Space may seem infinite, but the narrow band that hugs the Earth, where satellites and space stations operate, is not. In fact, a recent RAND study found that space is congested, contested, and littered with debris.
The problem is only getting worse. Tens of thousands of satellites are set to launch in the next few years, adding to the hundreds of thousands of objects that are already in Earth's orbit—from shards of debris no bigger than a screw to satellites the size of a school bus.
What's needed are hard-and-fast rules for responsible behavior in space. “Nobody owns space,” says RAND's Douglas Ligor, one of the authors of the study. “There are no territories, there are no borders, so it's going to require all sovereign states to come together and figure out how to manage it.”

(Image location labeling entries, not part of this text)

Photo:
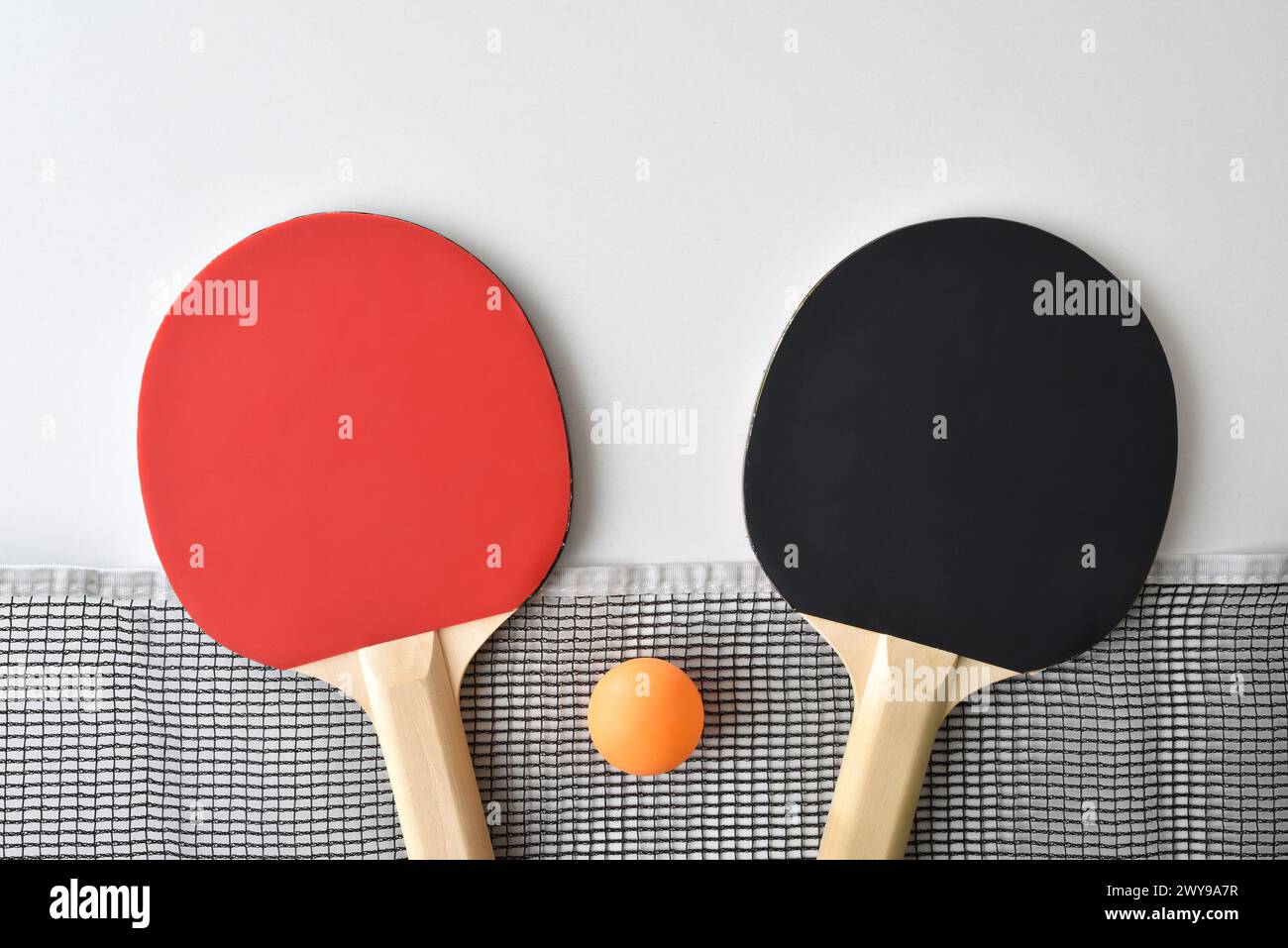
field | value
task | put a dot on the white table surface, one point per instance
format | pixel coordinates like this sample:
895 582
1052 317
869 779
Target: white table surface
128 158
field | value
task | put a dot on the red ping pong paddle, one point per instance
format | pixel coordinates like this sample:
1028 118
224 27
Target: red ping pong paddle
958 469
355 464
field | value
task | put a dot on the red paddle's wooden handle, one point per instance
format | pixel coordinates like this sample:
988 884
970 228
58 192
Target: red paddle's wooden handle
412 703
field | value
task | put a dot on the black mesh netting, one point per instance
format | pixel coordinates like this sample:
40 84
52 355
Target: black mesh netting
128 733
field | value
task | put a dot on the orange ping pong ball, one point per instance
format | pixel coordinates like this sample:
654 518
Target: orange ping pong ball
645 716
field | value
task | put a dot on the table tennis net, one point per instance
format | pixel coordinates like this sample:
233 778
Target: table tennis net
125 732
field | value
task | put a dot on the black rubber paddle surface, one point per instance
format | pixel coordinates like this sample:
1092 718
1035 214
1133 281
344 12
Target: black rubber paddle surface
932 459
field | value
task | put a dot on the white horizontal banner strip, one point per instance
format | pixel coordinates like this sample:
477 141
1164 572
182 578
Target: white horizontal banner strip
669 579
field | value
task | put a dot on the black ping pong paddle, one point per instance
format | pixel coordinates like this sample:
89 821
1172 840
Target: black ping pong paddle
958 469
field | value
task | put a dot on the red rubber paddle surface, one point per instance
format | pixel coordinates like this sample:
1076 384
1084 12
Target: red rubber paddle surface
288 543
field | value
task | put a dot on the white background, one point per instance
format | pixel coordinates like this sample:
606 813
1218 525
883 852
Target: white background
767 167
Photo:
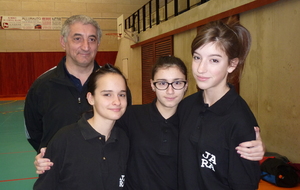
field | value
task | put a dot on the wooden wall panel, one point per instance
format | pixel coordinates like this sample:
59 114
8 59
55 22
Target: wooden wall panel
18 70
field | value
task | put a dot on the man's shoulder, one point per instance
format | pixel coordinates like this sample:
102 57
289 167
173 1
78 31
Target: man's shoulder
46 76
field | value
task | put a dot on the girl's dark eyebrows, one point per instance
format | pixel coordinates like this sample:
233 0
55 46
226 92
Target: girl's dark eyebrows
218 55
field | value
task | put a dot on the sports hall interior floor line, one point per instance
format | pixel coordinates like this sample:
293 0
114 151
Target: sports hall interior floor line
16 154
17 171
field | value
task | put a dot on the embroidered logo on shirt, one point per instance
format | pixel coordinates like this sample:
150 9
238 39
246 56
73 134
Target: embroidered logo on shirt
122 181
208 161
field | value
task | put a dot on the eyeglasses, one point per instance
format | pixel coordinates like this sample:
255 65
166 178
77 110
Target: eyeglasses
177 85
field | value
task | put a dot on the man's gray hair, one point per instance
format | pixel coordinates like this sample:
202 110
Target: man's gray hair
65 30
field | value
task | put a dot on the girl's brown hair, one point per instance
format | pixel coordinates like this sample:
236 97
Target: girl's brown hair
233 38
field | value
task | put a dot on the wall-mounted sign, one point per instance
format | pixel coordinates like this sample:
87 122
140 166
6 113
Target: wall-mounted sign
30 22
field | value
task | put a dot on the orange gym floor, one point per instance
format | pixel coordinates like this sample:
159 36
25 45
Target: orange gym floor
16 155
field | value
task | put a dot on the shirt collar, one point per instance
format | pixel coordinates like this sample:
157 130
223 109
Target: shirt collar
224 103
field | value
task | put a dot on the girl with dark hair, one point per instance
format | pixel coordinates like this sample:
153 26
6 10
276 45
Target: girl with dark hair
215 120
153 129
92 153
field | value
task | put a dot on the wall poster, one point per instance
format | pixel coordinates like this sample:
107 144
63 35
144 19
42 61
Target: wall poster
30 22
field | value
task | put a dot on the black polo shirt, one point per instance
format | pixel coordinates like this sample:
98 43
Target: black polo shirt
152 162
208 137
83 160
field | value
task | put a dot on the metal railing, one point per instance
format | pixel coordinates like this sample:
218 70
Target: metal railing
156 11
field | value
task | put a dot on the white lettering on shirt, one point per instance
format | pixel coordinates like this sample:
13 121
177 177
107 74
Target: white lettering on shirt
208 161
122 181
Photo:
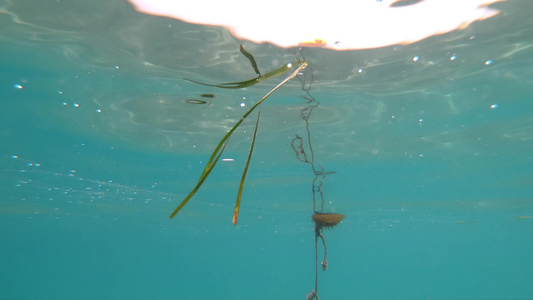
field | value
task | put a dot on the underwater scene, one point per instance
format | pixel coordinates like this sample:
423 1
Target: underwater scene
154 155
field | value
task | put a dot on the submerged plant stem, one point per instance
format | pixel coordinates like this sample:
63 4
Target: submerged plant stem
222 144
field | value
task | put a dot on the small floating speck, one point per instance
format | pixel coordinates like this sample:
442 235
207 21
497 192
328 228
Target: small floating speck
195 101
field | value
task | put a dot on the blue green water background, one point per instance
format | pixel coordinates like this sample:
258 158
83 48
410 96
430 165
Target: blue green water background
432 145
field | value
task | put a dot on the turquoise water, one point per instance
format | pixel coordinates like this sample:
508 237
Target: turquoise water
432 154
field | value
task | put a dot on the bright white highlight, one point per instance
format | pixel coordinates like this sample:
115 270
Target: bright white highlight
335 24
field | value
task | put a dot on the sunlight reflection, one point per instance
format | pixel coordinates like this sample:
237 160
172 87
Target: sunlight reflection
341 25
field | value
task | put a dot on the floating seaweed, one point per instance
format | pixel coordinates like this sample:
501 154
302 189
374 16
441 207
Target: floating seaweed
215 156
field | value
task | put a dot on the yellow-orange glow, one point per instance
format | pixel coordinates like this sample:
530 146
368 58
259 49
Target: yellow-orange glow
344 24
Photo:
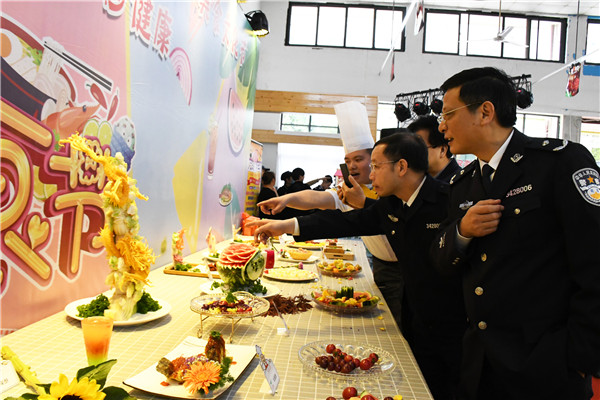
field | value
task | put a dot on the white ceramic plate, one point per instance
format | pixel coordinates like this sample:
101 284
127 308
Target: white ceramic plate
290 274
150 379
136 319
309 260
307 246
272 290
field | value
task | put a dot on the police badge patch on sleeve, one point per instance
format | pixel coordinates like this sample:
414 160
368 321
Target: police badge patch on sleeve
587 182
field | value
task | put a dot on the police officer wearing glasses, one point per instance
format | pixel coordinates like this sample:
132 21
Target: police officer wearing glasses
524 230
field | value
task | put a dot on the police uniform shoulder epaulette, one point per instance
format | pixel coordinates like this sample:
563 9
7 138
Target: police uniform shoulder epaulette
464 172
547 144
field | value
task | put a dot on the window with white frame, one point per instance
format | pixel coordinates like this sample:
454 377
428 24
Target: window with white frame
475 34
590 137
592 42
309 123
539 125
342 25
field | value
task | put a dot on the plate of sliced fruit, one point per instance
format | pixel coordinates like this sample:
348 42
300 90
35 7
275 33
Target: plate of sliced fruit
345 300
339 268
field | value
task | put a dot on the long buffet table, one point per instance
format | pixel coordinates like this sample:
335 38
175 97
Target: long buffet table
55 344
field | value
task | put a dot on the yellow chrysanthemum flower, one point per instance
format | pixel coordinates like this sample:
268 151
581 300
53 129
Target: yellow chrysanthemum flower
83 389
201 376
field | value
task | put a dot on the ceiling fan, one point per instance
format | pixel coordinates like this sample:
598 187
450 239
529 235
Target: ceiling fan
502 33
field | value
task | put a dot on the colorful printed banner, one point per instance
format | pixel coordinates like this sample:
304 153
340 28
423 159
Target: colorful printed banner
169 85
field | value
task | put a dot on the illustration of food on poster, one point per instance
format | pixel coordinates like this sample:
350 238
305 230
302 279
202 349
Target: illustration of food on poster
254 176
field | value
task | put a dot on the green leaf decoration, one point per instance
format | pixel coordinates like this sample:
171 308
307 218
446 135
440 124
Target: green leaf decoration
98 372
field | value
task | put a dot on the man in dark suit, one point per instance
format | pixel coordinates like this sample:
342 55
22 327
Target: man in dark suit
523 227
409 211
442 165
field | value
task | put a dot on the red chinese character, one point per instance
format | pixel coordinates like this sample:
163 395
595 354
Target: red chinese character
141 16
114 8
162 36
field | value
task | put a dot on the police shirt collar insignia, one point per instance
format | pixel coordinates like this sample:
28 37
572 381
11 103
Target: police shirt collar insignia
466 205
564 144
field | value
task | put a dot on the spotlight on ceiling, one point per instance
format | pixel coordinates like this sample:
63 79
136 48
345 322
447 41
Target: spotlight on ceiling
258 21
421 108
402 112
524 97
436 105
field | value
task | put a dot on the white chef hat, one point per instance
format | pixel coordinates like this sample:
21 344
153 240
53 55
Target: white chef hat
354 126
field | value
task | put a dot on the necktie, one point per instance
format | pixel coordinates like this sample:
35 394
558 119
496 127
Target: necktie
486 178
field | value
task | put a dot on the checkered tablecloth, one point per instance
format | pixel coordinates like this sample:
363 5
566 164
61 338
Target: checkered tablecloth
55 344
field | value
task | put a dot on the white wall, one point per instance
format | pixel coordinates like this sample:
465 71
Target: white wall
356 72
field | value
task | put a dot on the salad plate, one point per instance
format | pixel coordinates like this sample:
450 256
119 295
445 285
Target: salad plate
290 274
272 290
310 260
259 305
151 381
384 365
136 319
311 245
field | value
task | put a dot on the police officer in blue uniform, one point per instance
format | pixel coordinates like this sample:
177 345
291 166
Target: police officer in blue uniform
523 227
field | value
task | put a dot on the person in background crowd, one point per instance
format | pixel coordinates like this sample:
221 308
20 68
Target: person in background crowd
325 184
298 185
287 180
442 165
358 144
523 229
411 207
267 191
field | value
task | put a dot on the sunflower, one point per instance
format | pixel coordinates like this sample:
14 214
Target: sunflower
83 389
201 376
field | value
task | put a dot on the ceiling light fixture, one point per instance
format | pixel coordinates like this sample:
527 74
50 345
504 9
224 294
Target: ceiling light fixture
402 112
421 108
258 22
436 105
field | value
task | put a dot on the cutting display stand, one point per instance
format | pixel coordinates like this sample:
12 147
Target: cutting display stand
259 307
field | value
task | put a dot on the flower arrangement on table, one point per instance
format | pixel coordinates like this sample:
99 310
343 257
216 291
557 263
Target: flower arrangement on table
87 385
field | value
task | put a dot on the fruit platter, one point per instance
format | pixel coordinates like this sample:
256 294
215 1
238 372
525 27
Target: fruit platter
345 300
236 306
346 361
290 274
339 268
240 265
309 244
352 393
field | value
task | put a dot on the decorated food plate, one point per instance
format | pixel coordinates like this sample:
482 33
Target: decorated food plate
309 260
384 365
290 274
272 290
339 268
136 319
345 300
253 306
309 244
150 380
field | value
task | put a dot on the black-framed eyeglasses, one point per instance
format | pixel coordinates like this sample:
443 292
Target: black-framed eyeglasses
441 117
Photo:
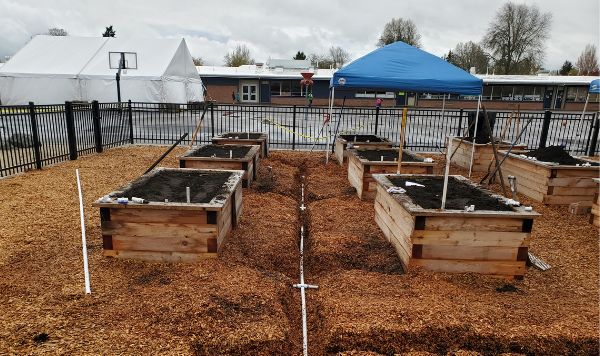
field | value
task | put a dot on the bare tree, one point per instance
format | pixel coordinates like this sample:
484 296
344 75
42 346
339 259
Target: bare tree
109 32
587 63
516 38
55 31
300 56
198 61
338 56
320 61
566 68
239 56
400 30
467 55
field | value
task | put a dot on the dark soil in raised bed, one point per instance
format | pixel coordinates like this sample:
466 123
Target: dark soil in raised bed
556 154
204 186
458 196
242 135
221 151
361 138
388 155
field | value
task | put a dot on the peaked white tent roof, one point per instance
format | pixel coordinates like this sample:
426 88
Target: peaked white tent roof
54 69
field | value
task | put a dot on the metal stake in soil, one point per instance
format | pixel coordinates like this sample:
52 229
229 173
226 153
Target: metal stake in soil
403 131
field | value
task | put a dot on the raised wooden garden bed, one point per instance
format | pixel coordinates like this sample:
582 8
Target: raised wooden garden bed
171 230
551 183
483 155
364 142
362 164
236 157
244 138
492 240
595 217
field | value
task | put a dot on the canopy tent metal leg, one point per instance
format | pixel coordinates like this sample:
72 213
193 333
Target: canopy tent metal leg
475 135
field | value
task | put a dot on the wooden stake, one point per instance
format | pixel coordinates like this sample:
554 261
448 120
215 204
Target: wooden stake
402 132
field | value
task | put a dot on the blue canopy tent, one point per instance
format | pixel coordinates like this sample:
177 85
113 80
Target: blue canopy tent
399 66
594 87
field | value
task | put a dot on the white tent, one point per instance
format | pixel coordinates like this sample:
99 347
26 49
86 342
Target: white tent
55 69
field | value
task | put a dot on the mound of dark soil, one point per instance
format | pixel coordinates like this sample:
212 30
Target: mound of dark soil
242 135
361 138
171 185
221 151
458 196
556 154
388 155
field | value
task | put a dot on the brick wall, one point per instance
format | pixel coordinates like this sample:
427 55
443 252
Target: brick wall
490 105
221 93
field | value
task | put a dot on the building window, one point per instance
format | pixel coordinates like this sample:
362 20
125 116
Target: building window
576 94
375 94
287 88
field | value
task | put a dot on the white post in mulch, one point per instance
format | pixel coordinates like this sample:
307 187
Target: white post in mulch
86 271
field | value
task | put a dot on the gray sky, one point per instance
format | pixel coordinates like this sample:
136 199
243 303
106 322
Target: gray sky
277 29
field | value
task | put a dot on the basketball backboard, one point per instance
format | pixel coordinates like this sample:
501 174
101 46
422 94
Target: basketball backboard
130 60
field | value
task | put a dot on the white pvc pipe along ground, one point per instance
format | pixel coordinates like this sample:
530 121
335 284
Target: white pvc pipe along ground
302 286
86 271
475 135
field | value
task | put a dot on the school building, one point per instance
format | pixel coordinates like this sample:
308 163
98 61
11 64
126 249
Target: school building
277 82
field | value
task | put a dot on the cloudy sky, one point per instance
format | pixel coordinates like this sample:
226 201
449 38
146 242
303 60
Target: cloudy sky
277 29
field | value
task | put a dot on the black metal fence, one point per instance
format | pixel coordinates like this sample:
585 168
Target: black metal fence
33 136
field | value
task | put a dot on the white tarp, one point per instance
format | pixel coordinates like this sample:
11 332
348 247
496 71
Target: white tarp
54 69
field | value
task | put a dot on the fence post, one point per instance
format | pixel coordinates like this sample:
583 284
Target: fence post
376 119
545 128
212 119
130 114
35 135
592 149
294 129
71 138
458 132
96 125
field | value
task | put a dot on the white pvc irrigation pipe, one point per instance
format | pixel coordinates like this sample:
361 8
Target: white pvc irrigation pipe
475 135
302 286
330 118
86 271
446 172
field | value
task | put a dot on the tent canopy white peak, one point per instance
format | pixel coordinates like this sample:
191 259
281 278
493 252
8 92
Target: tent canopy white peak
54 69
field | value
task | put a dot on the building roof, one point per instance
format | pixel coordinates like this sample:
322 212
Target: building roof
260 72
289 63
537 79
265 72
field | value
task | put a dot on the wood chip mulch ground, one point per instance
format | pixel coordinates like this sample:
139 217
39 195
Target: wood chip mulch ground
243 302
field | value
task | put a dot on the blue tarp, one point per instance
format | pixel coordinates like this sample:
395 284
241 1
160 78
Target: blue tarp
399 66
595 86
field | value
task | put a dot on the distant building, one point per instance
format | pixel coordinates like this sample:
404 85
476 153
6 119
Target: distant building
278 82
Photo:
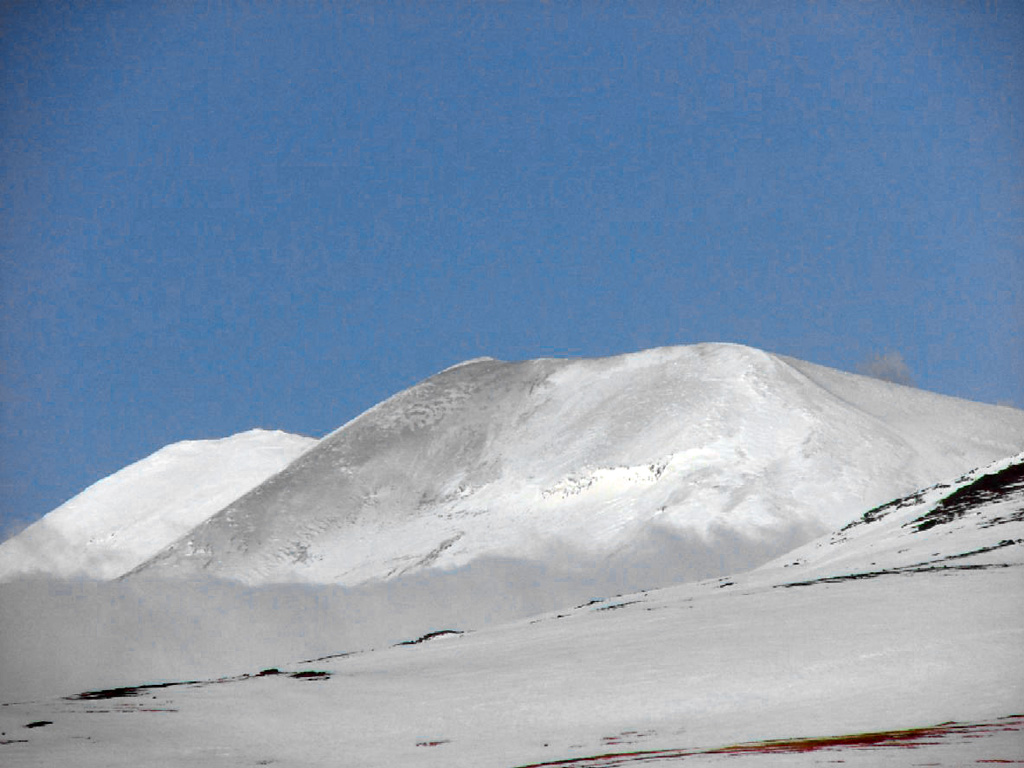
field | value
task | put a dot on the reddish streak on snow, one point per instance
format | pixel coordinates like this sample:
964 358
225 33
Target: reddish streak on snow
907 739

The stakes of solving this international, extraterrestrial puzzle are high. Ligor highlights just one vivid example that underscores the urgency: “Nobody cares if a sailor drops a wrench in the middle of the ocean. If an astronaut drops a wrench, it becomes an uncontrollable projectile, traveling at thousands of miles per hour, that will destroy anything in its path.”
Many predict that Russia's war on Ukraine will persist. They may be right—after all, there is no end in sight as the conflict approaches the one-year mark. But it's possible that the war will end sooner, say RAND's Peter Wilson and William Courtney. For instance, there could be regime change in Moscow, the Russian military could collapse, or Ukraine could win the war outright. Policymakers would be wise to consider these possibilities, they say.
Last week, thousands of flights were delayed or canceled due to a Federal Aviation Administration outage, which appeared to be the result of a system failure. According to RAND's Henry Willis, the incident is a reminder that the nation's critical infrastructure faces a range of threats—everything from Russian hackers, to weather events, to violent attacks. These threats are growing, and now is the time to take steps to address them, he says.
There is a growing consensus that China and Russia pose significant threats to American interests. RAND has been studying these risks and potential countermeasures, including identifying cost-effective ways to mitigate Chinese and Russian attacks on U.S. air bases. While most of this research is classified, many of the overall findings are not. A new publicly available paper outlines our conclusions.
There has been a resurgence of interest in the use of psychedelics to address a wide range of mental health disorders, including depression, anxiety, and PTSD. In a new RAND paper, researchers examine the evolving policy landscape related to psychedelics. They highlight key considerations that could help guide efforts to address the significant burden of mental health conditions among veterans.
Social media platforms are often promoted as “digital town squares.” But in reality, these platforms are not public places for free speech and civic discourse, says RAND's Douglas Yeung. When the private owners of online spaces determine who gets to say what—often without the public's input or understanding—it can undermine productive conversations, increase misinformation and hate speech, and have other negative effects.